フマニタスのパク・サンフン代表(政治学博士)は「現政権が本当にファシスト政権ならば、すべての勢力が連合してこれを阻止しなければならないが、そのようにきっちりと規定してしまうと左派勢力内の健全な“違い”が消え、一種の“反ファシスト戦線”のみが優勢になってしまう」と憂慮した。しかし、「民主主義に恐怖を感じながら大衆を動員し、反動を起こさなければならないと権力が判断したなら、これを“類似ファシズム”と呼ぶことができる」と語った。
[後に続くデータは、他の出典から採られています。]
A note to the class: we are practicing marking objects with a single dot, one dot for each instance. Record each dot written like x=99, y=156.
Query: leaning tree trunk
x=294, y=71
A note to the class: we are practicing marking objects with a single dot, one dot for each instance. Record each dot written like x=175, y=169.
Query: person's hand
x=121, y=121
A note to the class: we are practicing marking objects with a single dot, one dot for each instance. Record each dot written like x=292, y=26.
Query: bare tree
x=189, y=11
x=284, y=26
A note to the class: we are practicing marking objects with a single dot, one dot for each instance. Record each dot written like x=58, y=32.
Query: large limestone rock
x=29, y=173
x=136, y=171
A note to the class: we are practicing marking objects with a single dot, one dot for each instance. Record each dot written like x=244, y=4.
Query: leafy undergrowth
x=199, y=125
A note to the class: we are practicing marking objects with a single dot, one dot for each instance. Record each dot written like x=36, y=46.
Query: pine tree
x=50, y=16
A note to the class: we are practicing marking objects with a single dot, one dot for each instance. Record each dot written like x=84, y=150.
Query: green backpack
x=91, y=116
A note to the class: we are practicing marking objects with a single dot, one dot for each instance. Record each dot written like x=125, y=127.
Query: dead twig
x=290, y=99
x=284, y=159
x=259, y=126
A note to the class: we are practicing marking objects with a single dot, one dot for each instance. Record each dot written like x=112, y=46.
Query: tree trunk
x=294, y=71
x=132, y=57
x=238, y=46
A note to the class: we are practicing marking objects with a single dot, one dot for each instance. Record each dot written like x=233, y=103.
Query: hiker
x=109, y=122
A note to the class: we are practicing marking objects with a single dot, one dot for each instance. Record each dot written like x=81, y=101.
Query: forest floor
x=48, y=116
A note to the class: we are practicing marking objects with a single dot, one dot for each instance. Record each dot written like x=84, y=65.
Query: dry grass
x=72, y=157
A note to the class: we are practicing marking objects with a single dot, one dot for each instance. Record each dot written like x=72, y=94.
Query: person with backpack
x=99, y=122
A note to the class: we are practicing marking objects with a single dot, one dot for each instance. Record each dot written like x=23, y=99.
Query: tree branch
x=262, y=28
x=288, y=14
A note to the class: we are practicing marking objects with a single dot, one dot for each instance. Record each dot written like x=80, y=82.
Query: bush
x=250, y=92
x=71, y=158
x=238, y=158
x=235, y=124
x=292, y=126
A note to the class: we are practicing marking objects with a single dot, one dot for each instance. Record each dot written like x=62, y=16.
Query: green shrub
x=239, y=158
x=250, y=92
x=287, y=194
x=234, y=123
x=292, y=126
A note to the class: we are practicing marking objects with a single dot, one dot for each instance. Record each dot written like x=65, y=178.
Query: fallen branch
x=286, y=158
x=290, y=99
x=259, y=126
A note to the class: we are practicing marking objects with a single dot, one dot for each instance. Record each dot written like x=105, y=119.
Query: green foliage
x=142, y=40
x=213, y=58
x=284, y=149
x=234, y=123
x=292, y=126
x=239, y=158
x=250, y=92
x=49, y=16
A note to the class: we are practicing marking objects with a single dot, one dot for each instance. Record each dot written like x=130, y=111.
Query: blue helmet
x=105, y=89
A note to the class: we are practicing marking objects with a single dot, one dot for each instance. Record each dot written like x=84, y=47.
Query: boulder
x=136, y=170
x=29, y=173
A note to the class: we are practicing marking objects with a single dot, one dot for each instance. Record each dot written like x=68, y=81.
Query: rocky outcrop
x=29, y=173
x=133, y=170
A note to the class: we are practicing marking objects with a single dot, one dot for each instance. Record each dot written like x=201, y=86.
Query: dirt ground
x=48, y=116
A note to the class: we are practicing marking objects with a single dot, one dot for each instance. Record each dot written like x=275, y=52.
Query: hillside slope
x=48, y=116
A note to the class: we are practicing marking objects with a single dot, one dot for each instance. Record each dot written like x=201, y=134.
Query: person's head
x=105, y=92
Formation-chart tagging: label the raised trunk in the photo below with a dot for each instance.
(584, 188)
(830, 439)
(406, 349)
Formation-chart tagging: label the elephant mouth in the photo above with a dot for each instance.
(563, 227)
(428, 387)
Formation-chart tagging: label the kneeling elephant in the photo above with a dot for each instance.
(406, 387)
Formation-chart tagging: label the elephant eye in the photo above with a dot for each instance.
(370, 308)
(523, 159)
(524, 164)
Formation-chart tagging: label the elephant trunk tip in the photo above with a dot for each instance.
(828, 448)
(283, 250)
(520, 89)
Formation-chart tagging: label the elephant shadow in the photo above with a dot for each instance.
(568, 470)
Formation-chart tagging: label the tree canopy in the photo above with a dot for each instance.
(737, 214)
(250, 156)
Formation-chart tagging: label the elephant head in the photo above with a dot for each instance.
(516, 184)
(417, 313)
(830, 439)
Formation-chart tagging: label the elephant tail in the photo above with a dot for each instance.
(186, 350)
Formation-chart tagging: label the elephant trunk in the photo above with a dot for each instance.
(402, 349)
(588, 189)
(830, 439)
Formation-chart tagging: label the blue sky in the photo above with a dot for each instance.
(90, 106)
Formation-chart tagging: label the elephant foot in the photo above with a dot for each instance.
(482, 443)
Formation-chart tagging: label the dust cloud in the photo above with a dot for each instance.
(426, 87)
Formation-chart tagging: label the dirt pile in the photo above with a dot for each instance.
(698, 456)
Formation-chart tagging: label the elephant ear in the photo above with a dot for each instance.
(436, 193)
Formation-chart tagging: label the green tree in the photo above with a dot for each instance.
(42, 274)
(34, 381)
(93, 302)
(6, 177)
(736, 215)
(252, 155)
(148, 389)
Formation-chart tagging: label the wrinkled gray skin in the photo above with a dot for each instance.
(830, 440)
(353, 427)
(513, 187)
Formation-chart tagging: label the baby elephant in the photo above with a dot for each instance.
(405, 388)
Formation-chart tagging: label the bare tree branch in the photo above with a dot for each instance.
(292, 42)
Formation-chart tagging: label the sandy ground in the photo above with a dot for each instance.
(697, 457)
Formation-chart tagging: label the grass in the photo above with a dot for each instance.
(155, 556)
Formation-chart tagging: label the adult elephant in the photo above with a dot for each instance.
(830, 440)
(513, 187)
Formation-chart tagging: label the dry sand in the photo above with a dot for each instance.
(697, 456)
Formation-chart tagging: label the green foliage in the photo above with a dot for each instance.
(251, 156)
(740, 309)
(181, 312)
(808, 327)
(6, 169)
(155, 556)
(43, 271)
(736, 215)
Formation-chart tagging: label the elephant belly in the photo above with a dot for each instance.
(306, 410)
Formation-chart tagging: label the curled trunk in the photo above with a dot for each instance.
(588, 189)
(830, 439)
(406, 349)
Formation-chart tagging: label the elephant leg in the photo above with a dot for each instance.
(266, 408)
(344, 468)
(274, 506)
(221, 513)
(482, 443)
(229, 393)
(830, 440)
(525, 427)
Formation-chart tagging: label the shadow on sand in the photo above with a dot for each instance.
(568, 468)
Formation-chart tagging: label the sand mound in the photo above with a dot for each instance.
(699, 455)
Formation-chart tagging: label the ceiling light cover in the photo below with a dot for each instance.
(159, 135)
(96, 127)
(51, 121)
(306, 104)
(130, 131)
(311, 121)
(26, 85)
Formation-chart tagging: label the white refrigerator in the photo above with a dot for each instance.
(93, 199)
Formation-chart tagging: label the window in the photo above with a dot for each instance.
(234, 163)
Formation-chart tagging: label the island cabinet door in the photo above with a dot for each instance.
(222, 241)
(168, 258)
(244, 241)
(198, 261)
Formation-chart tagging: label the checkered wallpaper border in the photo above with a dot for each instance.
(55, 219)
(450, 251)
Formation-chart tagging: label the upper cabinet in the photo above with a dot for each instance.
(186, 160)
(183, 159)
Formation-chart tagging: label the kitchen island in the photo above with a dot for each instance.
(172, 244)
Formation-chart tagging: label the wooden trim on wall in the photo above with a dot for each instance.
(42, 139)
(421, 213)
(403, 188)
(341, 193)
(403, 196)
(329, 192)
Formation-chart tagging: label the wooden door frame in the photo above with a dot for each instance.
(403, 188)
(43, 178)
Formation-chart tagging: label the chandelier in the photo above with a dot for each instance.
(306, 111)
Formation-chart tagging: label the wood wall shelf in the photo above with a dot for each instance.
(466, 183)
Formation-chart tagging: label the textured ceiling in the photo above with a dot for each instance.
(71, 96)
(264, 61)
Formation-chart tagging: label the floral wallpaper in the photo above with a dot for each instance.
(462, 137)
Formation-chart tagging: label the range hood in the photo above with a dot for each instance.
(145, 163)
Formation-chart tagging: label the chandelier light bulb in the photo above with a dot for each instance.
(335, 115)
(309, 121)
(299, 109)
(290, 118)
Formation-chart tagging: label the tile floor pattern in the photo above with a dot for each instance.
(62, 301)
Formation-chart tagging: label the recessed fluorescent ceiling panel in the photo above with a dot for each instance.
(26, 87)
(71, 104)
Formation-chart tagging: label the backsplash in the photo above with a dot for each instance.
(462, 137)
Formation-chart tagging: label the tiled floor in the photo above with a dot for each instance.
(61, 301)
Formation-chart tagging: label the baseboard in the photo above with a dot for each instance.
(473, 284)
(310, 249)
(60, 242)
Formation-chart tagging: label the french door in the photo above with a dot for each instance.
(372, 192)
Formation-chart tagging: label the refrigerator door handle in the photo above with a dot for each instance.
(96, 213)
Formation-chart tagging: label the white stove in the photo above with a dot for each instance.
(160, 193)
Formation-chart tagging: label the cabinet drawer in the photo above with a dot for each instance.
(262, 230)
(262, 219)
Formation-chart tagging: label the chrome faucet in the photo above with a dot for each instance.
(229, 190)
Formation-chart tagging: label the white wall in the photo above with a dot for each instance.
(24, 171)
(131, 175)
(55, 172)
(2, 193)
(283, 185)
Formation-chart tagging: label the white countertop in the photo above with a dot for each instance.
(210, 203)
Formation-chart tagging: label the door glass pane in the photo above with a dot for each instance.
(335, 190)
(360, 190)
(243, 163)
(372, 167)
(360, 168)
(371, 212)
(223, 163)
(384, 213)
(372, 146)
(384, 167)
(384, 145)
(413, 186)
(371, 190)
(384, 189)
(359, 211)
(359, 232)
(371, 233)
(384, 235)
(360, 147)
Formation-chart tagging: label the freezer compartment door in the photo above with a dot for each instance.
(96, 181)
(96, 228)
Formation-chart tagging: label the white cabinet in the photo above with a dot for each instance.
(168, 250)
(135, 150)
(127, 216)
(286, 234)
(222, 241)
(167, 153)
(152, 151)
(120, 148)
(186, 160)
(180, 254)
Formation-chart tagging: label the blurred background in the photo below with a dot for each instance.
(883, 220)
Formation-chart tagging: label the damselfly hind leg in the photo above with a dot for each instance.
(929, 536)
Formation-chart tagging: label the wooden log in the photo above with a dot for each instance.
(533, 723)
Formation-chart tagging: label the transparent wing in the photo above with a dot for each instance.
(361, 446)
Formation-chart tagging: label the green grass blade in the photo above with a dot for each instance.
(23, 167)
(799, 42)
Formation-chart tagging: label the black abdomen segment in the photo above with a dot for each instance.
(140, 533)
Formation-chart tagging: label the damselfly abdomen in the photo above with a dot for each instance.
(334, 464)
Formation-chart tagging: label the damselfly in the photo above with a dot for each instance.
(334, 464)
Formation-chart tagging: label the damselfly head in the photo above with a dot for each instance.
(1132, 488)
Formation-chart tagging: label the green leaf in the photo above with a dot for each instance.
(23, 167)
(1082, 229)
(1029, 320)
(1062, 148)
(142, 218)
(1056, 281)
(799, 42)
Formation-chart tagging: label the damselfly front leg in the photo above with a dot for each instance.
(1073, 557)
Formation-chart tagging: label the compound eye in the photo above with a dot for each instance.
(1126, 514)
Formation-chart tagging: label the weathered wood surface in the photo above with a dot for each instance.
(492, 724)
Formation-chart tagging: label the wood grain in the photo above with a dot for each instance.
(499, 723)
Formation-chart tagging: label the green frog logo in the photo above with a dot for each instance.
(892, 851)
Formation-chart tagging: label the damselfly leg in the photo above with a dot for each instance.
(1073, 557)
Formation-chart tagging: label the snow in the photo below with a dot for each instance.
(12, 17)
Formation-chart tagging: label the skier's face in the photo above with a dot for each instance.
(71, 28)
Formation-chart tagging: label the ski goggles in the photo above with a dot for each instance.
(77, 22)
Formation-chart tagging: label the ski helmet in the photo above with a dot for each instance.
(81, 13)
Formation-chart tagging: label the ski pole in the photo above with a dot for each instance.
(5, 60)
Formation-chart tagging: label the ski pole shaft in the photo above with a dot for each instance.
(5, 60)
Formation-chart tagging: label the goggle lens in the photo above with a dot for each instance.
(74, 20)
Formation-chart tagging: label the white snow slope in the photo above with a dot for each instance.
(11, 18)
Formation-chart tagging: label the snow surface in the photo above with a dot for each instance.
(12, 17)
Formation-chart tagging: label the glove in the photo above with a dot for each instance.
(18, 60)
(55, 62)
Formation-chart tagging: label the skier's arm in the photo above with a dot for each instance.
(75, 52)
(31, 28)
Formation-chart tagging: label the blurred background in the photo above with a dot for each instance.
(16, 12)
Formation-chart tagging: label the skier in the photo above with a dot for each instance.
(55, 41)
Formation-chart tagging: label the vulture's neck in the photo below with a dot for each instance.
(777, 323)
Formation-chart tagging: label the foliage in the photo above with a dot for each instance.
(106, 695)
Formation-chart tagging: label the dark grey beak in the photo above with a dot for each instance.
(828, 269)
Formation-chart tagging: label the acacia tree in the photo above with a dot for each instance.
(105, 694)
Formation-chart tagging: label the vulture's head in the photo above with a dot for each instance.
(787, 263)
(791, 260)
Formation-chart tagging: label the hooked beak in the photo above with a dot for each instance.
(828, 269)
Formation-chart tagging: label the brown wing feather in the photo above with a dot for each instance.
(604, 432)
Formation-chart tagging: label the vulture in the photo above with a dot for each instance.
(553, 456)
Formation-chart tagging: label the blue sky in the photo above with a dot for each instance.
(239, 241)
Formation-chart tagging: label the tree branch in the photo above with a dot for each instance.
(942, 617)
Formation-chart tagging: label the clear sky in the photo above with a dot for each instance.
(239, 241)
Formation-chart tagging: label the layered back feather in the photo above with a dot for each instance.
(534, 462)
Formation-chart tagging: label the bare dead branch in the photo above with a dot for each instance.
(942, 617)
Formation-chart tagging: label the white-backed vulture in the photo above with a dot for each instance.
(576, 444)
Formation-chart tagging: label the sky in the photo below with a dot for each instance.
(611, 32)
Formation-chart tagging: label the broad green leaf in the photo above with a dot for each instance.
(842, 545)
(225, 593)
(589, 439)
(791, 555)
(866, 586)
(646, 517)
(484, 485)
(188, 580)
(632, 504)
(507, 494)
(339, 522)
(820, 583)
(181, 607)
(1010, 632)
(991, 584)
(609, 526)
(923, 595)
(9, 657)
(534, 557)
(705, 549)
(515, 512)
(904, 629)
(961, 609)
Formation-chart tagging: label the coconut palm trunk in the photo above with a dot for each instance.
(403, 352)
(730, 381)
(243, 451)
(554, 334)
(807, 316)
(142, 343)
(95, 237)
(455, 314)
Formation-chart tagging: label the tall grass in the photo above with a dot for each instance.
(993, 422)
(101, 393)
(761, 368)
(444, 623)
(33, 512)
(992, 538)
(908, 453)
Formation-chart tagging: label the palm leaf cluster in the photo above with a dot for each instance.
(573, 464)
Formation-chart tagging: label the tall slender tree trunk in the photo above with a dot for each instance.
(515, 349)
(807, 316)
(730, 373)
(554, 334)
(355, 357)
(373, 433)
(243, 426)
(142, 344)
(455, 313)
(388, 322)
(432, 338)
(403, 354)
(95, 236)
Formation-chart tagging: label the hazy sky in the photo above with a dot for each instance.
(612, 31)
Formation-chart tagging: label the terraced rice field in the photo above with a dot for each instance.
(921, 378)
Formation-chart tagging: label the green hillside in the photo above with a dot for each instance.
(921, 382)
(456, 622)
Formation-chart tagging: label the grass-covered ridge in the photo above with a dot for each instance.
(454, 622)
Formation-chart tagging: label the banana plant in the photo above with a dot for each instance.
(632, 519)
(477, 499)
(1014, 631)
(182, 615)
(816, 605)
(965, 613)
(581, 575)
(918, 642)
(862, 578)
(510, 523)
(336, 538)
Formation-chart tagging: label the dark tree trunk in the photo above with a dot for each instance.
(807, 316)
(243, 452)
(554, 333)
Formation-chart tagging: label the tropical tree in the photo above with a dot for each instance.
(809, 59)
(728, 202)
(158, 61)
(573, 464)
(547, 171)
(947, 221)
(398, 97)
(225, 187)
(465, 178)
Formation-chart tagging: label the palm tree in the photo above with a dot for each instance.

コ・セフン高麗大教授(公共行政学)も「権威主義を長い間経験した韓国市民の抵抗を念頭に置くなら、露骨なファシズムが韓国に登場することは容易ではないだろう」と考えている。しかし、表現の自由に対する李明博政府の抑圧は「全体主義であれ、権威主義であれ、ファシズムであれ、(民主主義の反対方向に進む)第一段階として深刻な状況」だと見ている。
ソン・ホチョル西江大教授(政治学)は、ファシズムの代わりに“新自由主義公安国家”という言葉を使っている。李明博政権になり、言論・集会・思想・結社の自由が深刻なレベルで試されており、検察・警察・監査院などの権力機関もかつてのように「政権の手先」となった。彼は「ファシズムと規定付けるよりは、すでに進んでいる“ファッショ化”を憂慮し、備えることが重要だ」と語った。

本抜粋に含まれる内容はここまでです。